A respeito desta prova, a Igreja dirá que é contrária ao principio da invocação do nome de Deus em vão.
Não basta acabar com um mau costume, é preciso que ele seja substituído:
▪ Provas;
▪ Testemunhas; Substituição dos maus costumes por novas
▪ Documentos Escritos; regras baseadas no Direito Romano e Canónico
▪ Prova Testemunhal.
No reinado de D. Afonso IV um dos costumes e privilégios da nobreza era a vingança privada. Os nobres não
deviam ser submetidos aos tribunais comuns devido à sua condição social, podia ser feita justiça pelas
próprias mãos, não existiam qualquer tipo de regras, a vingança era desproporcionada:
▪ Ideia de proporcionalidade e de culpa não existiam na sociedade medieval.
Os reis vão procurar impor limites a este costume irracional. No reinado de D. Afonso IV é proibida a
vingança privada e é substituída por um conjunto de novos institutos, nomeadamente, os juízes de fora.

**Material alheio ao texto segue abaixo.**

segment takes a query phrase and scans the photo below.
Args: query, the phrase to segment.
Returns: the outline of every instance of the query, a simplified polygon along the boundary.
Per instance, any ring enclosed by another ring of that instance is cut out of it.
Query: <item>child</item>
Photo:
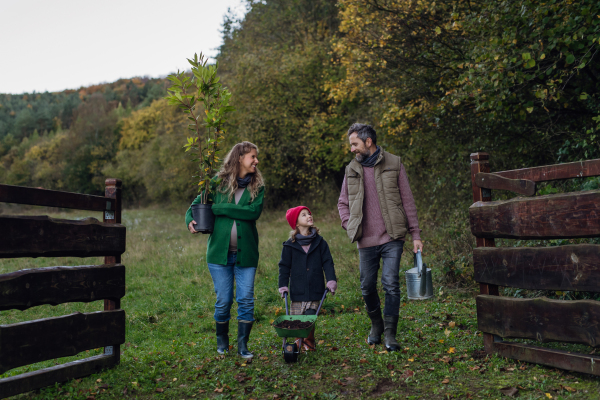
[[[333,294],[337,290],[333,259],[327,242],[319,235],[319,228],[314,226],[308,207],[290,208],[285,217],[293,230],[281,251],[279,293],[283,297],[285,292],[289,292],[292,315],[315,315],[325,287]],[[315,350],[314,334],[313,329],[303,340],[304,350]],[[299,344],[299,341],[297,339],[296,343]]]

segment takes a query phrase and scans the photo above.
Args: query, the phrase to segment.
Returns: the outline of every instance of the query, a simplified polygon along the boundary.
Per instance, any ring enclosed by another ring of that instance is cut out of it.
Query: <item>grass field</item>
[[[328,297],[317,322],[318,350],[302,354],[296,364],[283,361],[281,339],[270,323],[284,313],[277,292],[277,262],[289,226],[284,213],[265,212],[258,221],[257,323],[249,343],[255,358],[243,361],[235,355],[235,347],[232,355],[219,357],[212,319],[215,296],[205,260],[207,237],[188,233],[184,211],[155,208],[123,214],[128,229],[123,255],[127,294],[121,306],[127,313],[127,339],[121,347],[121,364],[18,398],[500,399],[506,397],[500,391],[505,387],[518,388],[520,399],[599,397],[597,378],[486,356],[477,331],[477,291],[440,285],[442,273],[436,265],[444,253],[436,248],[447,244],[442,243],[442,235],[431,231],[424,232],[425,258],[434,270],[436,296],[423,302],[403,297],[398,334],[403,351],[387,353],[381,346],[368,346],[364,338],[369,322],[360,296],[358,251],[348,242],[335,212],[315,213],[316,225],[331,247],[339,279],[338,294]],[[40,214],[35,210],[27,213]],[[52,215],[69,219],[88,216],[73,212]],[[403,256],[402,270],[412,266],[408,254]],[[100,263],[99,258],[3,260],[0,273]],[[94,302],[3,311],[0,324],[101,309],[101,302]],[[231,324],[232,344],[236,327]],[[14,369],[1,377],[100,351]]]

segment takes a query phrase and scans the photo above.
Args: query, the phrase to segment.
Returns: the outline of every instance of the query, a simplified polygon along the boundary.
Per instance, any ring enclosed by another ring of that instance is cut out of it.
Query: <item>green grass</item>
[[[18,398],[500,399],[504,395],[499,389],[507,386],[520,388],[521,399],[547,399],[546,393],[553,399],[598,397],[600,385],[595,377],[482,353],[475,314],[477,291],[440,286],[442,272],[436,266],[445,253],[436,248],[442,248],[445,239],[431,228],[425,232],[426,238],[432,238],[426,242],[425,256],[437,282],[435,298],[419,302],[403,297],[398,334],[403,351],[389,354],[381,346],[366,345],[369,322],[360,296],[358,251],[348,243],[334,212],[315,215],[331,247],[339,279],[338,294],[328,297],[317,321],[316,336],[322,341],[318,350],[301,354],[297,364],[283,361],[281,339],[270,322],[284,312],[277,292],[277,262],[289,227],[284,213],[266,212],[258,221],[261,258],[255,292],[257,323],[249,343],[256,356],[245,363],[235,355],[234,347],[234,355],[219,357],[212,319],[215,296],[205,260],[207,237],[187,232],[184,211],[155,208],[126,211],[123,215],[128,228],[127,252],[123,255],[127,294],[121,305],[127,313],[127,339],[121,347],[121,364]],[[71,219],[86,216],[72,212],[53,215]],[[412,266],[407,253],[402,270]],[[95,263],[102,260],[3,260],[0,273]],[[0,324],[101,309],[102,304],[94,302],[3,311]],[[456,325],[451,328],[450,322]],[[231,328],[235,344],[236,325],[232,323]],[[584,346],[569,348],[590,351]],[[2,377],[99,352],[90,350],[77,357],[14,369]]]

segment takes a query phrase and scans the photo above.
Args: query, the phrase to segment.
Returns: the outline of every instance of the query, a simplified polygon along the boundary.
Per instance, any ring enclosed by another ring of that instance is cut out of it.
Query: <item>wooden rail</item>
[[[478,201],[469,208],[477,237],[562,239],[600,236],[600,190]]]
[[[600,292],[600,245],[477,248],[476,282],[522,289]]]
[[[526,179],[509,179],[497,174],[479,172],[475,175],[475,184],[480,188],[509,190],[525,196],[535,194],[535,182]]]
[[[125,252],[126,230],[95,218],[0,215],[0,258],[96,257]]]
[[[491,201],[493,190],[532,196],[535,182],[600,176],[600,159],[490,172],[487,153],[471,154],[474,204],[469,208],[474,278],[480,283],[477,321],[484,347],[533,363],[600,376],[600,357],[504,341],[600,346],[600,302],[498,296],[498,285],[532,290],[600,292],[600,246],[495,248],[495,238],[570,239],[600,236],[600,191]]]
[[[501,338],[539,342],[600,345],[600,302],[551,300],[545,297],[515,299],[477,296],[477,323],[482,332]]]
[[[530,363],[547,365],[549,367],[583,372],[585,374],[600,375],[600,356],[571,353],[563,350],[546,349],[538,346],[504,341],[494,343],[493,347],[494,351],[498,353],[500,357],[508,357]]]
[[[546,165],[542,167],[513,169],[510,171],[494,172],[494,174],[509,179],[527,179],[534,182],[587,178],[590,176],[600,176],[600,159]]]
[[[0,373],[125,342],[125,311],[75,313],[0,325]]]
[[[115,209],[115,200],[102,196],[11,185],[0,185],[0,203],[74,208],[89,211]]]
[[[0,275],[0,311],[123,296],[125,266],[121,264],[24,269]]]
[[[0,258],[96,257],[104,265],[48,267],[0,275],[0,310],[104,300],[104,311],[0,325],[0,374],[12,368],[97,347],[104,354],[0,379],[0,398],[99,372],[119,363],[125,342],[125,227],[121,181],[107,179],[105,197],[0,185],[0,202],[102,211],[71,221],[47,216],[0,215]]]
[[[115,365],[112,355],[99,355],[0,379],[0,398],[15,396],[57,382],[81,378]]]

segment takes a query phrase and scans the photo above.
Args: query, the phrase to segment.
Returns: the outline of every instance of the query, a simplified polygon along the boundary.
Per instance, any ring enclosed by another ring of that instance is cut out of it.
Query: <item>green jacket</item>
[[[238,233],[238,254],[237,263],[239,267],[258,266],[258,231],[256,230],[256,220],[260,217],[263,209],[263,199],[265,197],[264,186],[258,191],[254,201],[250,201],[250,192],[244,190],[238,204],[235,204],[235,198],[232,196],[229,201],[227,193],[217,191],[214,194],[214,203],[212,211],[215,214],[215,229],[208,238],[208,248],[206,250],[206,261],[210,264],[227,264],[227,252],[229,251],[229,240],[231,238],[231,228],[237,224]],[[200,196],[192,202],[199,204]],[[192,222],[192,208],[190,207],[185,214],[185,225]]]

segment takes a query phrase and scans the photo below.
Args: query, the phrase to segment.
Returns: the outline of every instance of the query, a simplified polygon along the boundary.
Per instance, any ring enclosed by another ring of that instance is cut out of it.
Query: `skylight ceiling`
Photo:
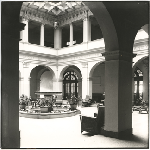
[[[84,6],[82,2],[24,2],[29,8],[40,9],[41,11],[53,13],[54,15],[60,15],[69,11],[73,11],[77,8]]]

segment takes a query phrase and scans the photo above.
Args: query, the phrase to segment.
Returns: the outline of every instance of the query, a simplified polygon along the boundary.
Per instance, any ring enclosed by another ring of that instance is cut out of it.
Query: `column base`
[[[106,131],[104,128],[101,128],[101,134],[106,137],[112,137],[117,139],[126,139],[132,136],[132,128],[126,129],[120,132]]]

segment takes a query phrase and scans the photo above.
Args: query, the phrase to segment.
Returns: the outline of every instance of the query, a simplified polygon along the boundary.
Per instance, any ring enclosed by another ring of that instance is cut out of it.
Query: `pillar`
[[[82,63],[82,99],[88,95],[88,63]]]
[[[132,57],[123,51],[105,56],[105,126],[102,134],[121,138],[132,134]]]
[[[83,20],[83,42],[91,41],[91,21],[89,17]]]
[[[92,78],[88,78],[88,95],[92,99]]]
[[[63,92],[63,80],[53,80],[53,92]],[[62,100],[62,94],[59,94],[57,100]]]
[[[29,63],[23,63],[23,75],[24,75],[24,93],[27,97],[30,96],[30,73]]]
[[[24,30],[20,32],[20,39],[22,39],[23,42],[28,43],[28,20],[22,18],[21,23],[25,24],[25,27]]]
[[[143,70],[143,99],[149,100],[149,70],[148,66]]]
[[[24,78],[20,77],[19,82],[19,96],[21,96],[24,93]]]
[[[1,3],[1,149],[20,148],[19,34],[24,27],[19,23],[21,6],[22,2]]]
[[[69,43],[70,46],[73,45],[73,24],[71,23],[70,24],[70,43]]]
[[[40,30],[40,45],[44,46],[44,24],[41,24]]]
[[[54,29],[54,48],[60,49],[62,47],[62,29]]]

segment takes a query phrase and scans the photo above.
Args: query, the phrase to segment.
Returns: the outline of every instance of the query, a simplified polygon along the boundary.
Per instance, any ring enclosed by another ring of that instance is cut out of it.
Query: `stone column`
[[[62,92],[63,90],[63,80],[53,80],[53,91],[54,92]],[[62,94],[59,94],[57,100],[62,100]]]
[[[70,23],[70,43],[69,46],[73,45],[73,24]]]
[[[82,99],[88,95],[88,63],[82,63]]]
[[[28,43],[28,22],[29,20],[22,18],[21,23],[25,24],[24,30],[20,32],[20,39],[22,39],[23,42]]]
[[[149,100],[149,70],[148,64],[143,70],[143,99]]]
[[[19,22],[22,2],[1,3],[1,148],[19,149]],[[11,7],[11,9],[10,9]]]
[[[83,20],[83,42],[91,41],[91,21],[90,18]]]
[[[29,73],[29,63],[23,63],[24,71],[24,93],[26,96],[30,96],[30,73]]]
[[[62,47],[62,29],[54,29],[54,48],[60,49]]]
[[[20,82],[20,84],[19,84],[19,96],[21,96],[24,93],[24,87],[23,87],[24,77],[20,77],[19,82]]]
[[[44,24],[41,24],[40,30],[40,45],[44,46]]]
[[[88,95],[92,99],[92,78],[88,78]]]
[[[120,138],[132,134],[132,57],[123,51],[105,56],[105,126],[102,134]]]

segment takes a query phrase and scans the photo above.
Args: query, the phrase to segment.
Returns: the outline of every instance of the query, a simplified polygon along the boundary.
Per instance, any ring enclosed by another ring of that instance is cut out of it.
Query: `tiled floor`
[[[81,108],[93,116],[96,107]],[[79,115],[58,119],[20,117],[21,148],[146,148],[148,147],[148,114],[133,113],[133,134],[128,140],[103,135],[81,134]]]

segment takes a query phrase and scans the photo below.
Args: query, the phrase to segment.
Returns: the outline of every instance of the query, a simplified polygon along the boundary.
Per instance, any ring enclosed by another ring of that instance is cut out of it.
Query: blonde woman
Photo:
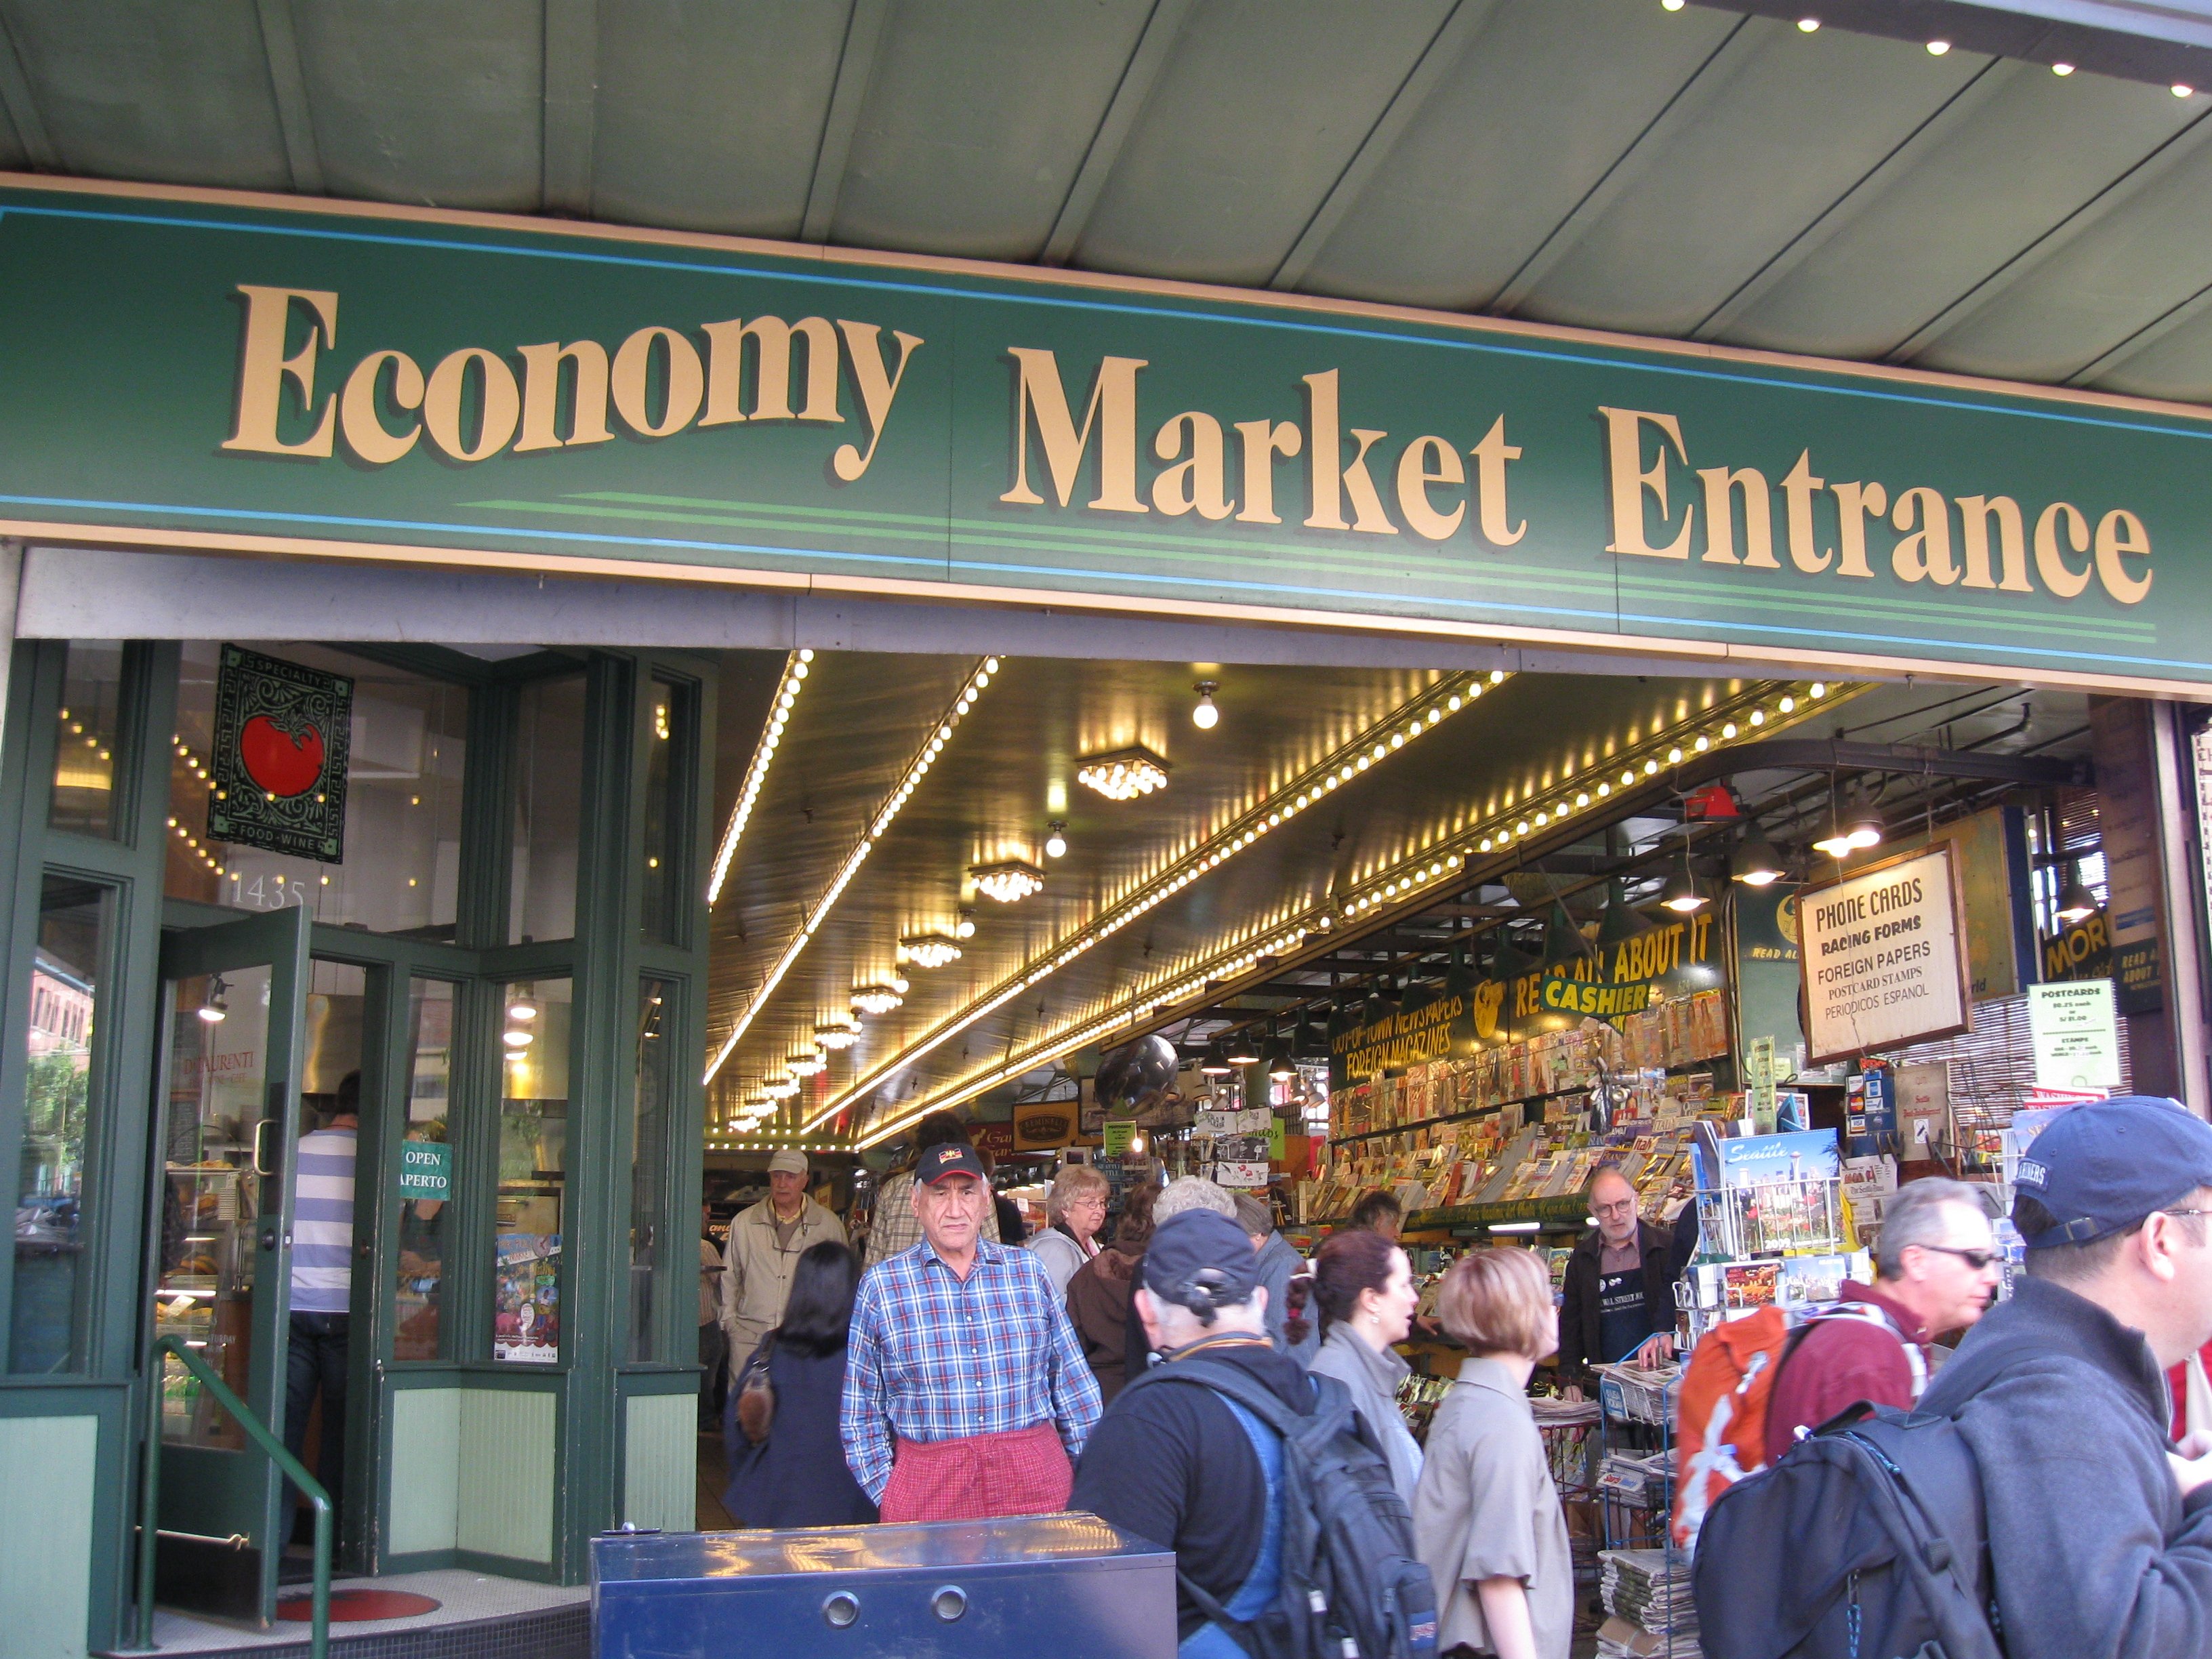
[[[1053,1288],[1067,1294],[1067,1281],[1098,1254],[1098,1230],[1106,1224],[1106,1177],[1088,1164],[1071,1164],[1052,1178],[1044,1200],[1049,1222],[1029,1248],[1052,1276]]]
[[[1559,1346],[1551,1275],[1534,1250],[1477,1250],[1445,1275],[1437,1311],[1468,1350],[1413,1495],[1437,1650],[1567,1659],[1574,1563],[1528,1392],[1528,1373]]]

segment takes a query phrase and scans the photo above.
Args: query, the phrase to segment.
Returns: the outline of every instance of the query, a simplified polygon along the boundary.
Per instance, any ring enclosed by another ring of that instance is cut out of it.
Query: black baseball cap
[[[2212,1187],[2212,1124],[2159,1095],[2069,1106],[2029,1143],[2013,1187],[2055,1218],[2022,1233],[2029,1249],[2093,1244]]]
[[[973,1176],[978,1182],[990,1179],[984,1173],[983,1160],[975,1156],[975,1149],[962,1140],[932,1146],[921,1155],[921,1162],[914,1171],[914,1178],[925,1187],[934,1187],[948,1176],[962,1175]]]
[[[1259,1282],[1251,1235],[1212,1210],[1170,1216],[1145,1249],[1145,1288],[1209,1322],[1215,1308],[1251,1300]]]

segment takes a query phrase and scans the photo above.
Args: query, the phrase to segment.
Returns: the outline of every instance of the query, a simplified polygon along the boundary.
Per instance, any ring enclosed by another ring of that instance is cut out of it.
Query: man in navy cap
[[[2010,1659],[2212,1653],[2212,1457],[2166,1438],[2166,1369],[2212,1338],[2212,1126],[2129,1095],[2020,1164],[2027,1274],[1920,1409],[1980,1464]]]
[[[1030,1251],[981,1237],[991,1189],[966,1141],[922,1153],[908,1201],[921,1242],[869,1268],[853,1300],[839,1411],[853,1478],[886,1521],[1066,1508],[1098,1381],[1059,1287]]]
[[[1145,1251],[1145,1282],[1130,1297],[1160,1369],[1234,1366],[1301,1415],[1312,1379],[1267,1337],[1267,1291],[1244,1230],[1212,1210],[1160,1223]],[[1181,1583],[1177,1639],[1186,1659],[1242,1650],[1210,1625],[1184,1586],[1195,1584],[1239,1619],[1271,1606],[1279,1583],[1282,1443],[1212,1389],[1122,1390],[1099,1419],[1075,1472],[1071,1506],[1168,1545]],[[1278,1547],[1272,1556],[1263,1547]]]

Surge a ideia de que a justiça é um monopólio do monarca, só ele, como titular do poder, pode fazer justiça.
Aos poucos os costumes vão sendo reprovados, porém, nem sempre a observância das leis que reprovam
estes costumes se vai verificar, especialmente se se dirigirem contra os privilégios do clero e da nobreza.
No inicio da monarquia a ideia de Direito é o resultado de um Consenso, ou seja, de um costume (prática
reiterada). À medida que se avança na historia, o costume vai sendo substituído pela lei e sucessivamente
desvalorizado.
Atualmente, o costume é muito desvalorizado pelos códigos, não há como saber se o costume enquanto
prática reiterada é ou não injusto, deve ou não ter vigência. Por haver consenso e observância não tem de
haver necessariamente justiça, o Direito veio sendo moldado e alterado com o decorrer dos tempos.
Costume irracional e injusto vai sendo reprovado e substituído por novas regras. Um dos fatores de
racionalidade era a lei.
A lei era encarada como o elemento racional que permitia o avanço no ponto de vista civilizacional, é preciso
a existência de leis para proibir práticas aceites e que se revelam injustas e irracionais.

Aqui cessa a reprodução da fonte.